Sicuramente le aspettative che nutrivamo nei confronti del caro 2020 non erano di certo queste. Se inizialmente il problema maggiore sembrava essere comunicare l’importanza di scrivere l’anno per esteso non abbreviandolo a due cifre, oggi le preoccupazioni sono ben altre. Abbiamo visto incendi boschivi consumare parte dei polmoni della terra e poi subito dopo la diffusione del tanto temuto virus. Così abbiamo assistito a direttive, a decreti, a informazioni strettamente sanitarie, alla ricerca, all’emergenza economica, alla sospensione di attività di ogni genere e al bombardamento quotidiano di notizie attraverso ogni mezzo di comunicazione a qualsiasi ora del giorno. Fu così che in meno di un mese la nostra grandiosa e occidentale società si è letteralmente paralizzata, facendo ogni giorno il conto delle vittime. Globalizzazione, capitalizzazione, modernità, consumismo, moda, ricchezza, sfarzo hanno immediatamente perso ogni tipo di valenza che quasi scappa una risata alla pubblicità del profumo.

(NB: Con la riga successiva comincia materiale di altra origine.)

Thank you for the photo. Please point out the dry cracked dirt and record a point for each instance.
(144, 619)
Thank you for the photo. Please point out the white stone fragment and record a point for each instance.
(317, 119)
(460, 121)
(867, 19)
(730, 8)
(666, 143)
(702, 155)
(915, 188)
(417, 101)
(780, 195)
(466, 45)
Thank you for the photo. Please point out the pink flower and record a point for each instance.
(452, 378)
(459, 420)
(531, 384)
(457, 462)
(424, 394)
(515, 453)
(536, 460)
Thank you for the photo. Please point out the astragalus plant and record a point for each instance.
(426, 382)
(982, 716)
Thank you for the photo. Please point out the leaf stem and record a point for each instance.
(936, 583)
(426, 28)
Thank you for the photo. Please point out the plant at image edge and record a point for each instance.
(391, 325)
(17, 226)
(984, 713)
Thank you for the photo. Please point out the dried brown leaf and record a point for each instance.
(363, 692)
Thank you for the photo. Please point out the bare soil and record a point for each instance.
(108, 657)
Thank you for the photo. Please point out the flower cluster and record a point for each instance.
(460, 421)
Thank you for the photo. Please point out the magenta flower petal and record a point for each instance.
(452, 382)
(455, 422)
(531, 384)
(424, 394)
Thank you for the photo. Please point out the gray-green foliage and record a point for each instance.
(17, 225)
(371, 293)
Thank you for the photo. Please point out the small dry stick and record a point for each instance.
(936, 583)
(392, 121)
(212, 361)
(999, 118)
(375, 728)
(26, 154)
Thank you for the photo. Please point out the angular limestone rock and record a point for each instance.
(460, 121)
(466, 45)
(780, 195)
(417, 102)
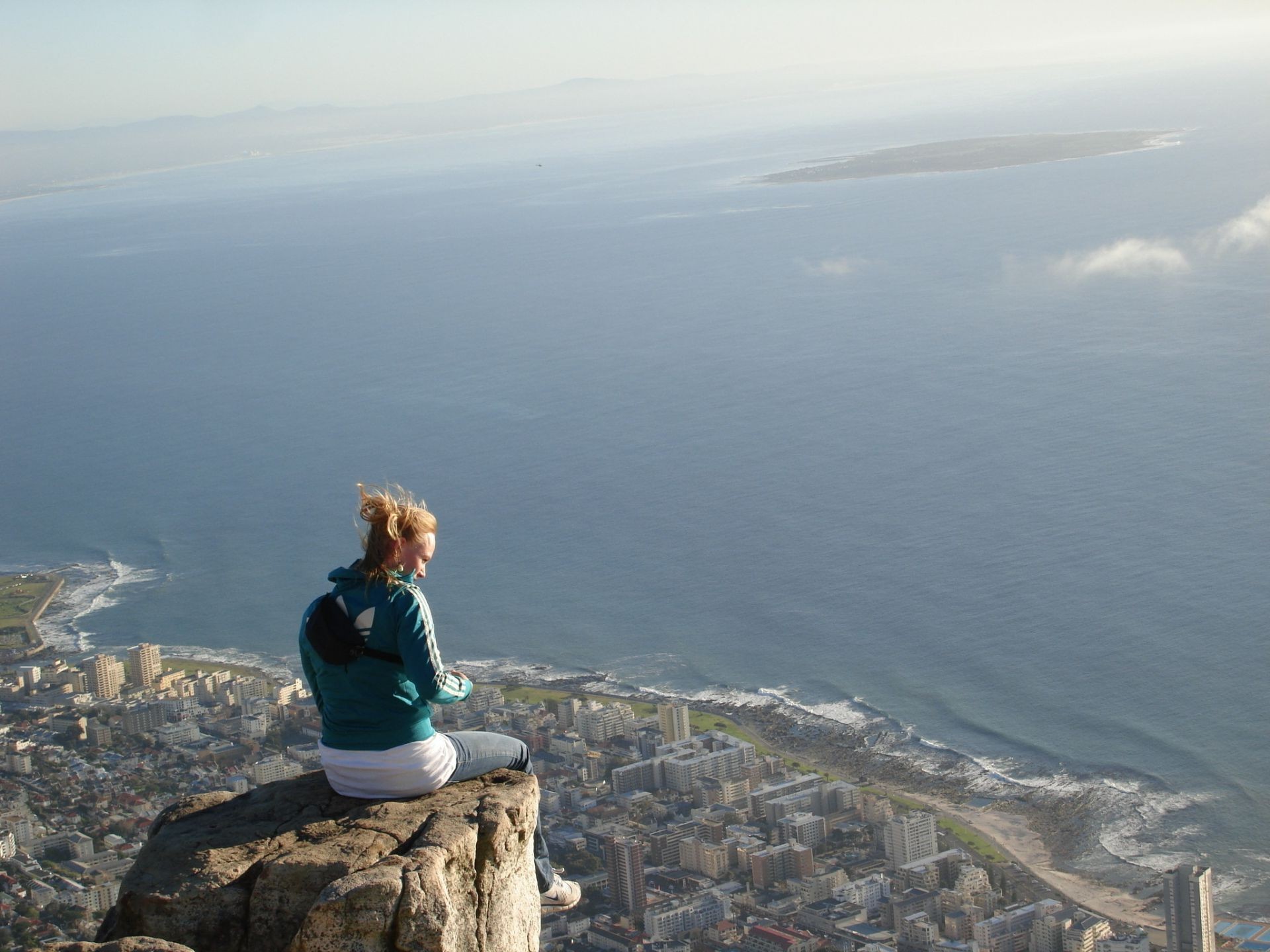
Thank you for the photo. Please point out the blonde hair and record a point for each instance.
(392, 516)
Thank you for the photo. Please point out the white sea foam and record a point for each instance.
(89, 588)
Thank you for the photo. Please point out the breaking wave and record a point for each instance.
(88, 588)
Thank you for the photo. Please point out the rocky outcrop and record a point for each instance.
(292, 866)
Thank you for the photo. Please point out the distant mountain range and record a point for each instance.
(38, 163)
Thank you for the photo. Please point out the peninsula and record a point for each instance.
(23, 598)
(973, 155)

Ho poco più di vent’anni e io, come i genitori e come i fratelli più piccoli, da un decennio vivo ormai in una stabile era tecnologica dove la connessione ad internet è ormai accessibile a tutti. Non solo: dirige e orienta la nostra vita, o per meglio dire, le nostre scelte. Scegliamo come vestirci in base all’app del meteo, scegliamo come spostarci a seconda del traffico indicato sulle mappe, scegliamo se visualizzare o no i messaggi degli altri, se accettare o no le loro richieste di amicizia, a chi inoltrare informazioni, cosa comunicare agli altri… Ebbene ai tempi del coronavirus non c’è nessun tipo di applicazione in grado di dirci cosa fare o come farlo, partecipiamo alla distruzione della superficialità e alla caduta di una società fragile. Siamo fatti di digitale, di pulsanti e non sappiamo più come passare il tempo in casa ora che anche i social annoiano. Abituati a vivere nella frenesia, nella corsa, nelle scadenze e nelle consegne c’è fatica anche a vivere le relazioni casalinghe così come sono, per quello che sono.

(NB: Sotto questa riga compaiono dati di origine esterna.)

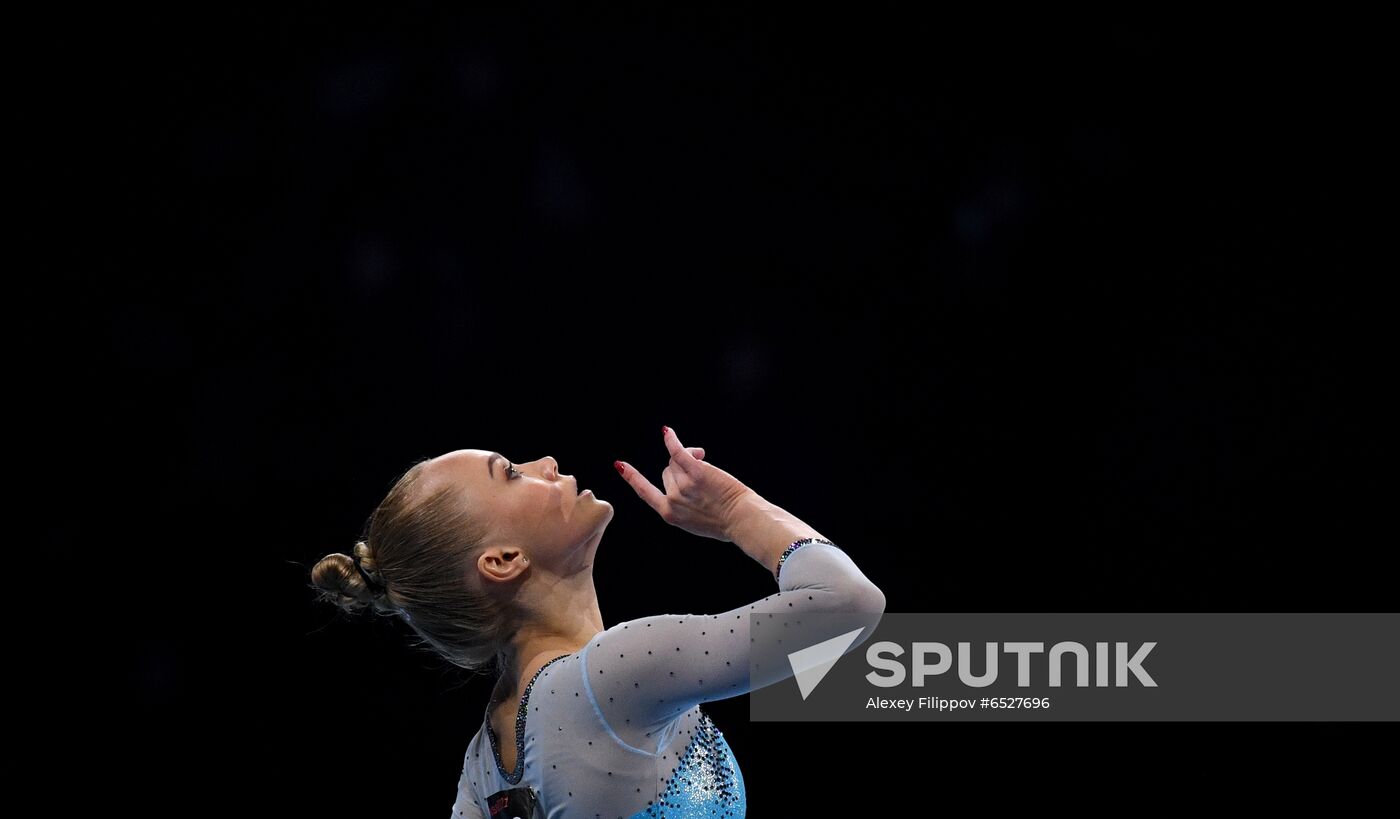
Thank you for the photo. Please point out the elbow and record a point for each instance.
(868, 599)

Chiaramente non sto mettendo in dubbio la gravità della situazione ed esprimo cordoglio per quanti colpiti, tuttavia leggo una leggera ironia rispetto al fatto che sia stato proprio il cosiddetto “villaggio globale” e la fluidità di cose e persone a fare in modo che il virus arrivasse a noi. Qualcuno in passato disse che la natura vive di autoregolazione e crea le sue trappole per mantenerla. Questa situazione non è di certo alla portata di Malthus ma, in un certo senso, il sistema odierno di “società poco sociale” sembra essere collassato su se stesso.
Allora l’invito ai giovani, agli adulti, a tutti noi che poco siamo stati socializzati all’umanità, o forse poco ce ne ricordiamo, alla solidarietà, alla voce, al conforto, all’amore, alle persone, alle confidenze, alla preoccupazione per la famiglia, all’affetto e a vivere tutte le emozioni del caso perché stavolta proprio non possiamo evitare, ma dobbiamo necessariamente affrontare. L’invito è anche quello che proprio il vivere tutto ciò ci possa rendere più clementi, più tolleranti e più empatici verso chi già prima soffriva e chi soffrirà dopo.